In the immediate future, I'm excited to announce you'll be able to experience the latest Perceptoscope in person at the DTLA Mini Maker Faire on Saturday December 2nd. It should be a lot of fun to share what we've been up to with the Maker scene here in LA.
And now for a quick tour of the final pre-production prototype...
Special thanks to Dan and the rest of the gang at the Design Lab for helping me with this final push on fabrication.
On the systems front, the big changes to note are we've bumped up to high dpi 2k resolution display which proved to be surprisingly challenging based on our original combination of components. After some experimenting are now using the NVIDIA Tegra Platform to power the project. We can easily deploy on both ARM or x86 systems now, and so it really will come down to what makes the most sense for a given deployment in terms of power consumption and cost.

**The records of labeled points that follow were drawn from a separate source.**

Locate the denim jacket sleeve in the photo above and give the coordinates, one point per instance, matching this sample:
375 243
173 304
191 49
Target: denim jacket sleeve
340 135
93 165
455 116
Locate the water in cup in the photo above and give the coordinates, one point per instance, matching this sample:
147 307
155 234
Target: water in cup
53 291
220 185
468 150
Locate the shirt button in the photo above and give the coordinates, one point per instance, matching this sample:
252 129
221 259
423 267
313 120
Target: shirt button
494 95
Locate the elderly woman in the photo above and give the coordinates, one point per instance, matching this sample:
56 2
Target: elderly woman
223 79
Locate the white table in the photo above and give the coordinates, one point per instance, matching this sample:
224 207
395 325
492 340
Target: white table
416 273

The Tegra TK1 is a beast of an ARM system, and I've been really impressed by the graphics performance for such a relatively inexpensive board. Moving up to the TX1 or TX2 could open up an even more impressive array of possibilities as we integrate additional computer vision and machine learning algorithms into the platform.
Also worth noting is the electronic shutter that now gives easily variable control of the light entering the optics. Up until now I had been manually adjusting variable ND filters in front of each eye depending on ambient lighting conditions, which was both tedious and unsustainable in a permanent deployment. Currently a simple circuit controls the shutter with a potentiometer at the bottom of the viewer, but the idea will be to use an additional light sensor to dynamically adjust the shutter as necessary.
Buttons and DPad on the handles are a combination of Adafruit PiGrrl Zero boards with a MCP23008 port expander -- the idea is to use easily accessible off the shelf components throughout the system so we can scale up quickly.
I finally had a chance to design some boards on the Othermill, and felt really empowered by the process. This is a breakout board I designed to interface all of the sensors throughout the Scope with the AdaFruit feather form factor we adopted for the microcontroller. Going with the feather system has made it super straightforward to add things like motorcontrollers or small status displays. Eventually we'll design our own custom boards top to bottom, but working with preexisting components will let us move much more quickly.
We wanted a microcontroller with great performance and a lot of interrupt pins to get the best resolution we can out of the optical rotary encoders, and went with the much loved PRJC Teensy 3.2 in a feather adapter. So far we've been really happy with both the latency and rotational resolution we're achieving with the whole system.
It's a strange feeling to look back at how far the project has come since it was just a bunch of taped up cardboard in my apartment. Even with all the work that's gone in so far, it really feels like I'm just now getting started on doing the work I set out to do.